A resposta para isso não passa por nenhuma mirabolante teoria da conspiração ou algo parecido. A resposta está exatamente no modo de produção capitalista e na sua dinâmica para produzir a destruição. Mas para esclarecer melhor essa afirmação, não devemos esquecer que o capitalismo é um sistema que prioriza o lucro em detrimento de qualquer outra coisa, inclusive da vida e do bem-estar da grande maioria da população mundial.
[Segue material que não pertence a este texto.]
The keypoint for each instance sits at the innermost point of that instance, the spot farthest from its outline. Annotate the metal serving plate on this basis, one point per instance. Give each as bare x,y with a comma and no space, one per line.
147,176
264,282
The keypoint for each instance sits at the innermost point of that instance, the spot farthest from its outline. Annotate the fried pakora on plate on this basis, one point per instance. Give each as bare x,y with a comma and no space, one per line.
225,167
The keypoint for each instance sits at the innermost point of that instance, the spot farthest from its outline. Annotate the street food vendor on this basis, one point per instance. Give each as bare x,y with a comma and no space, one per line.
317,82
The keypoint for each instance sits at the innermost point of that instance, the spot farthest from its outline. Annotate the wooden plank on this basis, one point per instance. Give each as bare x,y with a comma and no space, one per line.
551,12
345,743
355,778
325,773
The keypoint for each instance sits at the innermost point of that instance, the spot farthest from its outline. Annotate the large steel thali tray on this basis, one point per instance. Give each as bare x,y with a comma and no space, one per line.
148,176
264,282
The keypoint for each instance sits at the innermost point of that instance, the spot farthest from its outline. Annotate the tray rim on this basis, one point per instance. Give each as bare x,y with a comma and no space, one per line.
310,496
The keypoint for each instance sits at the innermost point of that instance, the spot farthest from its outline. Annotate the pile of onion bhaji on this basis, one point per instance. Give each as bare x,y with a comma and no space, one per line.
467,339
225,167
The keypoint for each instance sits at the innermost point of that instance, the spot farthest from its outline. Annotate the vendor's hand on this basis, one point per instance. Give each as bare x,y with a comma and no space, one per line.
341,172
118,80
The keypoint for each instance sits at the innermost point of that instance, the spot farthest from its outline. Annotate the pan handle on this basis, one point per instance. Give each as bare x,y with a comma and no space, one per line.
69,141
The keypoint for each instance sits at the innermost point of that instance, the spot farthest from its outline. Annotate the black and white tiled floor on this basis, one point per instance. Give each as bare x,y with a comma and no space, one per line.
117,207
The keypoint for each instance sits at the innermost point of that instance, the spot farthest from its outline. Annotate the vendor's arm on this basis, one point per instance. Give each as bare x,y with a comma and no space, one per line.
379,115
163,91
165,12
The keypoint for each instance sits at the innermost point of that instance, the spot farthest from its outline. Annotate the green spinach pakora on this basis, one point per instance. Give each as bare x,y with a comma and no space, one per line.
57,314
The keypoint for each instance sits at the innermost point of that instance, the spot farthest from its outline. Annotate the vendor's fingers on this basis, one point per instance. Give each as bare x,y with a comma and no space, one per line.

Outro fato importante para relembrarmos é que toda a riqueza que se produz nesse ou em qualquer outro sistema provém do trabalho humano. Mas no capitalismo o trabalhador é uma mercadoria que se compra como outra mercadoria qualquer e, por isso, é também um custo para o capitalista, que necessita dele para agregar valor às suas mercadorias – e o valor desse custo é o salário que é pago ao trabalhador. Como uma das maneiras de se conseguir aumentar o lucro é através da redução de salários, nós podemos concluir que a base salarial da grande maioria dos trabalhadores será sempre o mínimo possível. Ou seja, será sempre o suficiente para que o trabalhador não morra de fome e consiga repor energia suficiente para reproduzir sua força de trabalho dia após dia em benefício do capitalista. É por esse motivo que Marx já dizia que o trabalhador não recebe pelo seu trabalho, ou seja, ele não recebe de acordo com aquilo que ele produz, pois o que o capitalista compra dele é sua força de trabalho e não o produto resultante desse trabalho. Um economista inglês chamado Pigú, que sucedeu Alfred Marshall em Oxford, na Inglaterra, chegou ao cinismo de elaborar uma teoria em que dizia que, salário zero ou negativo asseguram o pleno emprego. Ou seja, se o trabalhador aceitar trabalhar de graça ou pagar para trabalhar ele jamais ficará desempregado. O desemprego, segundo esse “gênio”, não é um problema do capitalismo, mas ocorre por uma recusa do trabalhador em aceitar as condições de trabalho que lhes são oferecidas. Isso é de um cinismo que somente os ingleses poderiam produzir...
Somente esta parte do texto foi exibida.